In 1924 the Montborne mill (pictured above) employed 75 men. Frank Neal died that year and company was sold in 1926. During the following years, Montborne was beset with fires and company failures, and in 1930, Mr. B.H Jones turned the mill’s remains into a shingle mill. Later the town’s buildings were torn down or burned and in the 1940’s the school was consolidated with Big Lake School. 

Mill Town Big Lake
In 1898, Shrewsbury and McLean bought what machinery was left from the first Montborne mill and set up a new mill at the north end of Big Lake. In 1899, Shrewsbury and McLean sold their mill to Parker Brothers who owned two other shingle mills. They moved their shingle mills to Big Lake. The Big Lake Mill was sold to Joe Day in 1900 and thus began the Day Lumber Company.

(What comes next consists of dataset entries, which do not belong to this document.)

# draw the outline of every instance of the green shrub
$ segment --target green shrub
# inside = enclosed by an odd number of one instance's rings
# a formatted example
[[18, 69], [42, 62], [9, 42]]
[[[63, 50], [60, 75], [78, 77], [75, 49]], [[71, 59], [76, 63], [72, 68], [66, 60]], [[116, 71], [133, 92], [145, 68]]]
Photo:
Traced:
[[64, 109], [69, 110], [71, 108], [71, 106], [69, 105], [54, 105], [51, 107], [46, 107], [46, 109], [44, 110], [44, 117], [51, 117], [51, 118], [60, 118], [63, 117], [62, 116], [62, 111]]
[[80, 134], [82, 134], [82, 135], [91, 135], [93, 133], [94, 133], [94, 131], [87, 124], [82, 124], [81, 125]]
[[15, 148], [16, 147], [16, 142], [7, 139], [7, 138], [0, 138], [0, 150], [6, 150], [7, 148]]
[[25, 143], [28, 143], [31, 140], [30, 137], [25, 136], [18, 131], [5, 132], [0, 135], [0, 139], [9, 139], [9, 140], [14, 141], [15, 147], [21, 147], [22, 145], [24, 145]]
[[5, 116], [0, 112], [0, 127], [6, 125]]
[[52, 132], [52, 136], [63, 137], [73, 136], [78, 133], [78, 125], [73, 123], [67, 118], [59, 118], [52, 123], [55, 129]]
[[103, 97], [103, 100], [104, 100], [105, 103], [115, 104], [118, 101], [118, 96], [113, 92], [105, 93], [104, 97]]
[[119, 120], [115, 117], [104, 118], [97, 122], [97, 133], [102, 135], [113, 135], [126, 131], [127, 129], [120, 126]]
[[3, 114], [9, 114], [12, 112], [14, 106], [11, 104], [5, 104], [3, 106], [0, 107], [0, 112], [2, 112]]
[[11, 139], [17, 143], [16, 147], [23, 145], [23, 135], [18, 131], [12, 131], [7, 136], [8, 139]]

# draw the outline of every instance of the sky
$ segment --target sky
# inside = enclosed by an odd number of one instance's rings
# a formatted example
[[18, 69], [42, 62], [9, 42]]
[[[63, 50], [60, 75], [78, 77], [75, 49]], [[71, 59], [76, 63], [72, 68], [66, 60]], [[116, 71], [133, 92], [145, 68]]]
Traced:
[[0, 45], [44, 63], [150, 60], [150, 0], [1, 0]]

In 1902, Wixson and Bronson, of Rhinelander, Wisconsin became the major stockholders of the Day Lumber Company. The company made many improvements to the plant and by 1910 the Day Lumber Company was a growing productive concern. The little town of Big Lake was in its heyday just before World War I. Business was good, and there were steady jobs for men anxious to work.

The town of Big Lake was owned by the Day Lumber Company. The town had a depot, company store, post office, hotel, boarding house, town hall, reading room, church, hospital, as well as many other storage buildings, bunk houses and many company houses for the mill workers families. The Day Lumber Company had it’s own money, called “tin money” that was used to pay workers and to make purchases at the Company Store. 

Two fires destroyed a major part of the town of Big Lake. The first fire was in 1923 and the second and most destructive fire was in 1925. As in many other mill towns of that time, the 1923 and 1925 fires changed the course of Big Lake’s history and the course of many of the people’s lives.